The Manchester-born department store is celebrating 130 years of trading on Saturday 17 June
This weekend sees an authentic collection of vintage fashion grace Manchester’s Trafford Centre on Saturday 17 June.
From the sixties teeny-weeny mini skirt to the seventies super-sized flares, M&S has sailed through the fads, fashions and faux-pas for over a century, celebrating 130 years of trading this year. The international retailer first started as a small market stall in Leeds in 1884, before it switched homes to Manchester at the Warrington Street Market Hall in 1890. As the market stall business expanded, the company opened their first ever Penny Bazaar shop at 20 Cheetham Hill Road in 1894 where founder Michael Marks and his family lived.
This weekend, visitors will be invited to step back in time with a pop-up event that celebrates the trends of yesteryear and M&S’ rich heritage. Customers will be able to admire rare examples of vintage clothing including the 1950s New Look-style skirt and a 1970s flared suit from the M&S Archive collection, as well as try on an assortment of vintage garments from M&S’ handling collection. Photographs, catalogues and documents will help bring the M&S story to life and illustrate how Manchester influenced the rise of the retailer.
Photographs, catalogues and documents will help bring the M&S story to life and illustrate how Manchester influenced the rise of the retailer.
M&S archivists will also be on hand to chat about all aspects of M&S’ history, from the very first Penny Bazaar market stall to the latest ranges, including popular styles of past decades.

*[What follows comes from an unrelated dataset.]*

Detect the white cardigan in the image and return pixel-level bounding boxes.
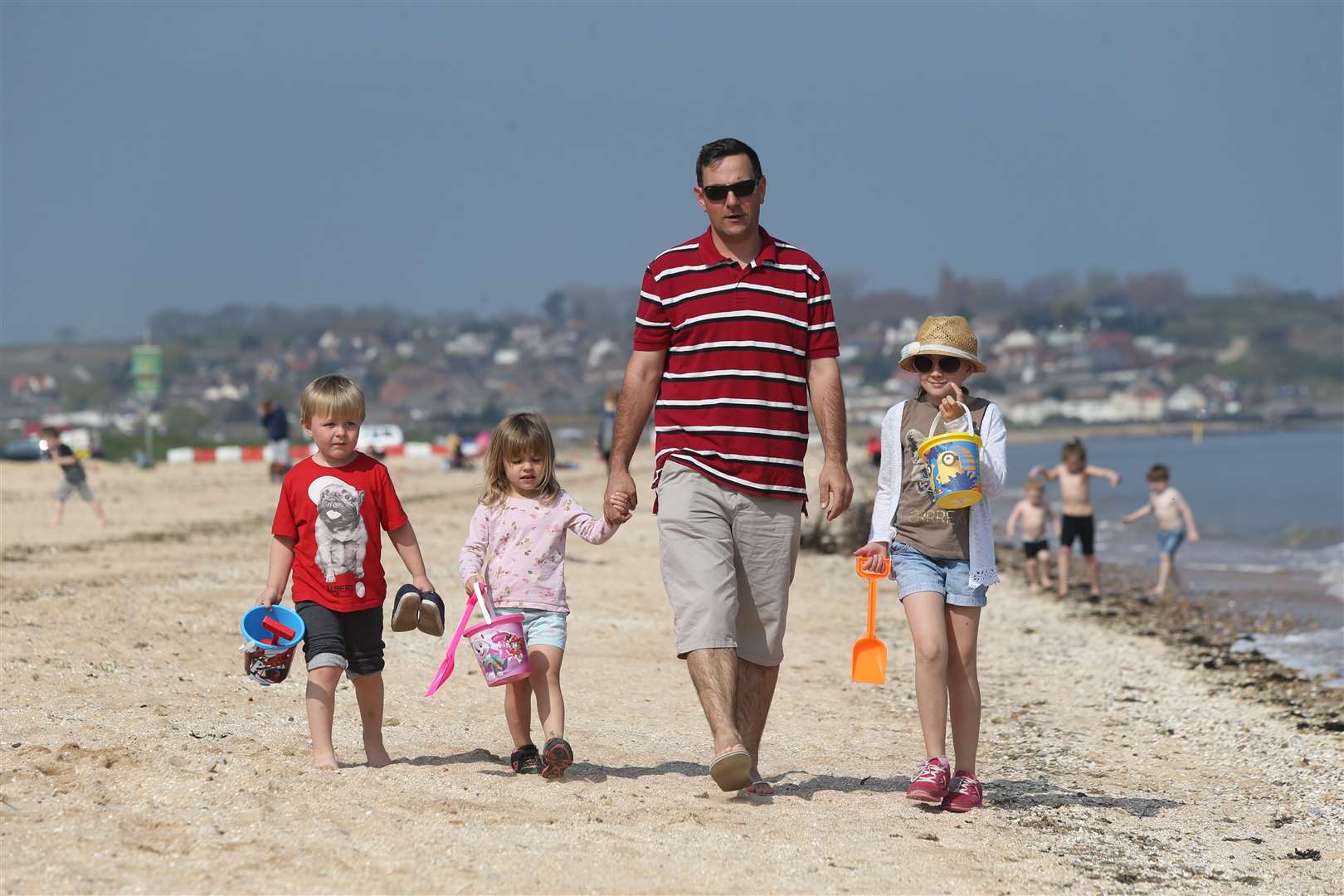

Katharine Carter, M&S Archivist, said: “M&S has an amazing history in Manchester, going as far back as the 1880s, and everyone has their favourite M&S memory or product, so we are delighted to be bringing our pop-up Archive to the Trafford Centre on 17 June. The event is a wonderful and rare opportunity to explore the fascinating history of fashion at M&S and take a closer look at key trends from decades gone-by.”
Over a century of trading has made the retailer encounter more than just the questionable fashion fad. During WWII, the original Market Street store survived the city centre air raids and welcomed back enlisted employees, including Donald Gould Bradford, a highly decorated soldier whose impressive exploits included capturing 61 enemy ships, being sunk twice himself, and surviving alone at sea for nineteen days. In 1996, the second Market Street store was destroyed in the IRA Manchester bombing, a devastating truck bomb that injured over 200 people. Just four and a half months later, two temporary stores were officially opened by Sir Alex Ferguson in defiance of the terror attack.
The Trafford Centre pop-up archive event will take place from 10 am until 9 pm near M&S on the ground floor of the Trafford Centre and booking is not required. Pop-up goers are invited to share pictures from the event using the hashtag #MandSHeritage.